Dear Statalist,

I am currently working with a dataset consisting of research articles, where a given article text is saved in one cell. I would like to deconstruct this string variable into a column vector, consisting of all individual words within that string. I have worked out a solution to it, but it feels inefficient as it involves a large number of loops. The process that I am currently working with is described below.

For this description, I will be working with three different types of variables:
  • Stringvar - The variable containing the text. For the sake of this example, it will contain the text "A small cat"
  • Word_var - A column vector in which to compile all individual words of "Stringvar"
  • Var`i' - A set of placeholders that contain one word from "Stringvar"
Starting out, each dataset contains only "Stringvar" and 1 row.

The way that I have been going forward with this up until now is described in code below:

----------------------------------------------------------------------------------------------------------------------------------

clear all
set obs 1
gen Stringvar="A small cat"

// First I need to generate the same number of rows as number of words, which is done using
// gen(wordcount) function and macros

gen wordcount=wordcount(Stringvar)
egen s=max(wordcount)
replace wordcount=s
drop s
local wordcount=wordcount
global wordcount=wordcount
set obs $wordcount

// Next, I create the placeholder, "Word_var"

gen Word_var=.
tostring Word_var, replace

// Next, I loop over all words of Stringvar and create Var`i' that contains each word:
// In this example, this means that I will create variables Var1, Var2 and Var3.

forvalues i=1/`wordcount' {
gen var`i'=word(Stringvar,`i')

// Next, I extend them so that each row of Var`i' contains the same word:

replace Var`i'=Var`i'[_n-1] if Var`i'==""

// Lastly, I compile them into "Word_var":

replace Word_var=Var`i' if `i'==_n
}
// (In reality, I also delete Var1, Var2 and Var3 after each loop to reduce number of variables)

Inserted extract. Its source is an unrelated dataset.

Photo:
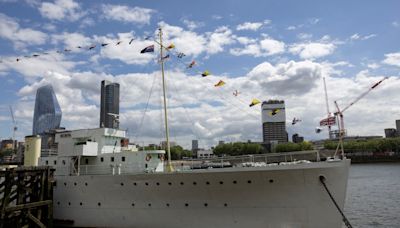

----------------------------------------------------------------------------------------------------------------------------------
  • I have then, in the end, created three variables (one for each word) using loops and compiled their values into "Word_var".
Stringvar Word_var Var1 Var2 Var3
A small cat A A small cat
small A small cat
cat A small cat





The problem with this is that a normal document with 10,000 words means that I must do 10,000 loops to go through the text.

My question is now:

Is there a smarter way of doing this?

Sincerely
Johan Karlsson